If Rep. Lee had not gone to bat for two discouraged citizens, I dread to think what would have happened to us and to the old, some sickly, veterans struggling to finish their eight years of commitment for the promise made to them.

So, thank you, Sen. Kanno. You did what you were elected to do, as well.

Yoshie Ishiguro Tanabe
Waipahu



Filibuster indispensable

The current effort of Sen. Bill Frist to take away the right to filibuster against the latest outrageous Bush court appointees is, in essence, taking away the balance set up for either political party that is currently the minority in Congress. It is outrageous to take away the right to filibuster, and we need to stand up for the rights of either minority at any time in the future.

Susanne Burke-Zike
Hawai'i Kai



Affordable housing, conservation critical

I hope everyone will get behind the proposal in the Legislature to increase the conveyance tax to support affordable housing and conservation programs.

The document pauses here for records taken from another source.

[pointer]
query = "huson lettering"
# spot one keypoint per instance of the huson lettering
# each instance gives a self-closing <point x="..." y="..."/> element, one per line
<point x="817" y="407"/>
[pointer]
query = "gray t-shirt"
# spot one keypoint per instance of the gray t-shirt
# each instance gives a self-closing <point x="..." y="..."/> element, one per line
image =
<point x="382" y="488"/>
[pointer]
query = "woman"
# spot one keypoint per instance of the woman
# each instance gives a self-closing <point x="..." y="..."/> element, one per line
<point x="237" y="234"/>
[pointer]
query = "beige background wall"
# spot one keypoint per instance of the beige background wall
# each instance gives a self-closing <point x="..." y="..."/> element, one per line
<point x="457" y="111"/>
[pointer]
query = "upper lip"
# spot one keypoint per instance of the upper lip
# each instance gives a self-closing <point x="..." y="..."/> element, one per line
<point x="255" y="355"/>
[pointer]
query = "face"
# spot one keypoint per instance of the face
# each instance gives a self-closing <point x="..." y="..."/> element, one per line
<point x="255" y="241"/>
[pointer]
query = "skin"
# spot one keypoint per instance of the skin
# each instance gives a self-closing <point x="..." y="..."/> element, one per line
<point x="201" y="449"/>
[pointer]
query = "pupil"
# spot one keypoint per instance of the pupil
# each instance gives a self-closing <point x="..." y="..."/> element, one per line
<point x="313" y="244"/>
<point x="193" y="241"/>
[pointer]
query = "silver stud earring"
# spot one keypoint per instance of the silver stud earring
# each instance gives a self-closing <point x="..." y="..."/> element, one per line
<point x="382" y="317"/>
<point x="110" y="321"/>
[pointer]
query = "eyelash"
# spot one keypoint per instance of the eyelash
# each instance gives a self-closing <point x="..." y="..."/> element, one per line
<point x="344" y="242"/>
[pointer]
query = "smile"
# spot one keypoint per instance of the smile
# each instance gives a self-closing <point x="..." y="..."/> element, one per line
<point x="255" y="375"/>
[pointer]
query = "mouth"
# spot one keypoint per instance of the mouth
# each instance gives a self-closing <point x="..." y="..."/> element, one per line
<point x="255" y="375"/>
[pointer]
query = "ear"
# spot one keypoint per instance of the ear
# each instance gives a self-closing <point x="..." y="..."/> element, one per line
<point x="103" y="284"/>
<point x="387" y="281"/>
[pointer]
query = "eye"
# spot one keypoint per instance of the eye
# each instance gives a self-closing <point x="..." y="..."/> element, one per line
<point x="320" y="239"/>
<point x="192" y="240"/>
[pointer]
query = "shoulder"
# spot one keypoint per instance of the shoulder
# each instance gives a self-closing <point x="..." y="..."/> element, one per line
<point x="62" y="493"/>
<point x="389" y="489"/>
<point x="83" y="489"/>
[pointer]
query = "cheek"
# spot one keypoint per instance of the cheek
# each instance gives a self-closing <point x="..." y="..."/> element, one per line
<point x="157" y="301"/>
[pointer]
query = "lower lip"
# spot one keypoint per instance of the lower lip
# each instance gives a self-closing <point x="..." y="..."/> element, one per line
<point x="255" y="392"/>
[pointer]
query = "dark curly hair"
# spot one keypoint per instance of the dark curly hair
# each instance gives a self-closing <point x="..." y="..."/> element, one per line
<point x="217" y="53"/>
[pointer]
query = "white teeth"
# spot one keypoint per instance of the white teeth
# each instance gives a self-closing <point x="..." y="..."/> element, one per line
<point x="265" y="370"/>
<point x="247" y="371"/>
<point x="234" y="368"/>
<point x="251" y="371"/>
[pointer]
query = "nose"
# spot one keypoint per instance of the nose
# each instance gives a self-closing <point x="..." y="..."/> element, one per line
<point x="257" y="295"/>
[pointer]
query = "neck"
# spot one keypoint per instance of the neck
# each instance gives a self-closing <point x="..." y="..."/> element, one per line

Some people are going to say "housing is already too expensive" and try to kill the proposal. But the affordable housing folks are behind this proposal. Since 93 percent of property transactions recorded with the state will not see any tax increase at all, this is an opportunity to get critical funding for critical programs without putting the burden on those who can least afford it.

As far as conservation goes, Hawai'i has some of the rarest plants and animals on Earth and the best undeveloped lands. They are disappearing because of a lack of permanent funding, which this proposal provides.

We don't have an unlimited amount of time to start protecting these things. When they're gone, they're not coming back, and Hawai'i will never be the same.

Mary Ikagawa
Kailua



Social indignation isn't unique to Hawaiians

The Europeans of the past centuries came and took whatever they wanted without asking and by force if necessary. But so did the Roman and the Ottoman empires, Alexander, the Mongols and Napoleon.

The African (American) needs to be paid restitution for being subjected to slavery, the Jews for the Holocaust, and so with other ethnic groups exploited and mistreated by the white Europeans and later-day Americans.

Let us not forget the Koreans, Filipinos and Chinese who were victimized by Japanese expansionism. Chinese, Portuguese, Puerto Ricans, Japanese and Filipinos sweated blood in the haole-owned cane fields of old Hawai'i.

So, as we turn back the pages of history, why just the Hawaiians? Because they were here first?

Is it the lure of being able to build casinos on Hawaiian "reservations" or take advantage of ceded lands already developed by haole-induced progress? What drives the Native Hawaiians to push for the Akaka bill?

I was uneducated and barely out of my teens when I moved to this country from Manila. I have since gotten my college degrees with help from the G.I. Bill, landed a decent job and am looking forward to a deserved retirement this year. I cannot deny that I have been treated as a second-class citizen through all my years in this country, but that did not prevent me from getting off my behind. With my dignity intact, I took advantage of the opportunities this country had to offer.

There will always be social indignation, but to use it to get privileges does not only reflect a lack of pride but it seems awfully close to exploitation.